Solve the differential equation $$(x+y \log y)y \,\mathrm{d}x=(y+x \log x)x \,\mathrm{d}y$$
My try: put $x=e^t$ and $y =e^w$: we get
$$(e^t+w e^w)e^w e^t \,\mathrm{d}t=(e^w+te^t)e^we^t\,\mathrm{d}w\implies (e^t+we^w)\,\mathrm{d}t=(e^w+te^t)\,\mathrm{d}w$$
Any clue here?
We have the following differential equation:
Rearranging the terms, we get:
$$\implies xy\mathrm{d}x+y^{2}\log(y)\mathrm{d}x=xy\mathrm{d}y+x^{2}\log(x)\mathrm{d}y$$ $$\implies-x^{2}\log(x)\mathrm{d}y+xy\mathrm{d}x=-y^{2}\log(y)\mathrm{d}x+xy\mathrm{d}y$$ $$\implies x(-x\log(x)\mathrm{d}y+y\mathrm{d}x)=y(-y\log(y)\mathrm{d}x+x\mathrm{d}y)$$
Dividing both sides by the term $x^{2}y^{2}$, we get:
$$\implies \frac{(-x\log(x)\mathrm{d}y+y\mathrm{d}x)}{xy^2}=\frac{(-y\log(y)\mathrm{d}x+x\mathrm{d}y)}{x^{2}y}$$ $$\implies \left(-\frac{1}{y^2}\mathrm{d}y\right)\log(x)+\left(\frac{1}{x}\mathrm{d}x\right)\frac{1}{y}=\left(-\frac{1}{x^2}\mathrm{d}x\right)\log(y)+\left(\frac{1}{y}\mathrm{d}y\right)\frac{1}{x}$$ $$\implies \mathrm{d}\left(\frac{1}{y}\right)\log(x)+\mathrm{d}\left(\log(x)\right)\frac{1}{y}=\mathrm{d}\left(\frac{1}{x}\right)\log(y)+\mathrm{d}\left(\log(y)\right)\frac{1}{x}$$ $$\implies \mathrm{d}\left(\frac{1}{y}\log(x)\right)=\mathrm{d}\left(\frac{1}{x}\log(y)\right)$$
Integrating both sides, we get:
$$\implies \int \mathrm{d}\left(\frac{1}{y}\log(x)\right)=\int \mathrm{d}\left(\frac{1}{x}\log(y)\right)$$
We get the solution as: $$\color{darkblue}{\frac{1}{y}\log(x)=\frac{1}{x}\log(y)+C}$$
Where $C$ is the integration constant. This is the implicit solution.
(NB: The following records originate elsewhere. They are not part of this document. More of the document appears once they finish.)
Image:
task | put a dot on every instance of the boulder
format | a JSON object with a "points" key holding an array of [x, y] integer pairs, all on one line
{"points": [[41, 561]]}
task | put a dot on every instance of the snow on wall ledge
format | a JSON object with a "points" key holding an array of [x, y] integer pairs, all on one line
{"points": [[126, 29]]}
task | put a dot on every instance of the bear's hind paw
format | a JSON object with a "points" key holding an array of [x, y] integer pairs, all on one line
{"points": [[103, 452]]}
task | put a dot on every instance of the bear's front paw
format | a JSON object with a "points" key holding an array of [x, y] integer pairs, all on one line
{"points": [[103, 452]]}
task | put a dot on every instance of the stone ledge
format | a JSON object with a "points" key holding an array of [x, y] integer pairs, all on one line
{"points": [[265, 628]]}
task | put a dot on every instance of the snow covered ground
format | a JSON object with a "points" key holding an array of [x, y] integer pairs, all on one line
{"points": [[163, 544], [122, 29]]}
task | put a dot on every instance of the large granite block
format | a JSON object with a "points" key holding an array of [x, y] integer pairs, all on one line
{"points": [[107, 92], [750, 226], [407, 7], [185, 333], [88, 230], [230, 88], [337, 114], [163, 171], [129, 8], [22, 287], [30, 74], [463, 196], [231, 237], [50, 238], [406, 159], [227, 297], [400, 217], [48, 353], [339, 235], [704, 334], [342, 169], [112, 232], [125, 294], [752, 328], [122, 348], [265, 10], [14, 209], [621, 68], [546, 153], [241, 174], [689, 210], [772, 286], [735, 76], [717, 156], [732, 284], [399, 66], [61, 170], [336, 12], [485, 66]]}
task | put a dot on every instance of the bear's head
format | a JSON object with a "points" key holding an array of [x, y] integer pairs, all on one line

Edit: As shown by @Claude Leibovici, the solution can be converted to an explicit one using Lambert $W$ function. The solution is as follows:
Rearranging the above equation, we get:
$$\implies \frac{x}{y}\log(x)=\log(y)+Cx$$
Taking exponential of both sides, we have:
$$\implies \exp\left({\frac{x}{y}\log(x)}\right)=\exp\left(\log(y)\right)\exp\left(Cx\right)$$
$$\implies \exp\left({\frac{x}{y}\log(x)}\right)=y\exp\left(Cx\right)$$
Multiplying both sides by $\frac{x}{y}\log(x)$, we have:
$$\implies \frac{x}{y}\log(x)\exp\left({\frac{x}{y}\log(x)}\right)=x\exp\left(Cx\right)\log(x)$$
If we consider $\frac{x}{y}\log(x)$ as $u$, the above equation reduces to $ue^u=K$ and can be represented by Lambert $W$ function as $u=W(K)$, so we have:
$$\implies \frac{x}{y}\log(x)=W\left(x\exp\left(Cx\right)\log(x)\right)$$ $$\implies \color{darkgreen}{y=\frac{x \log (x)}{W\left(x e^{Cx} \log (x)\right)}}$$
where $W(.)$ is Lambert function. This is the explicit solution.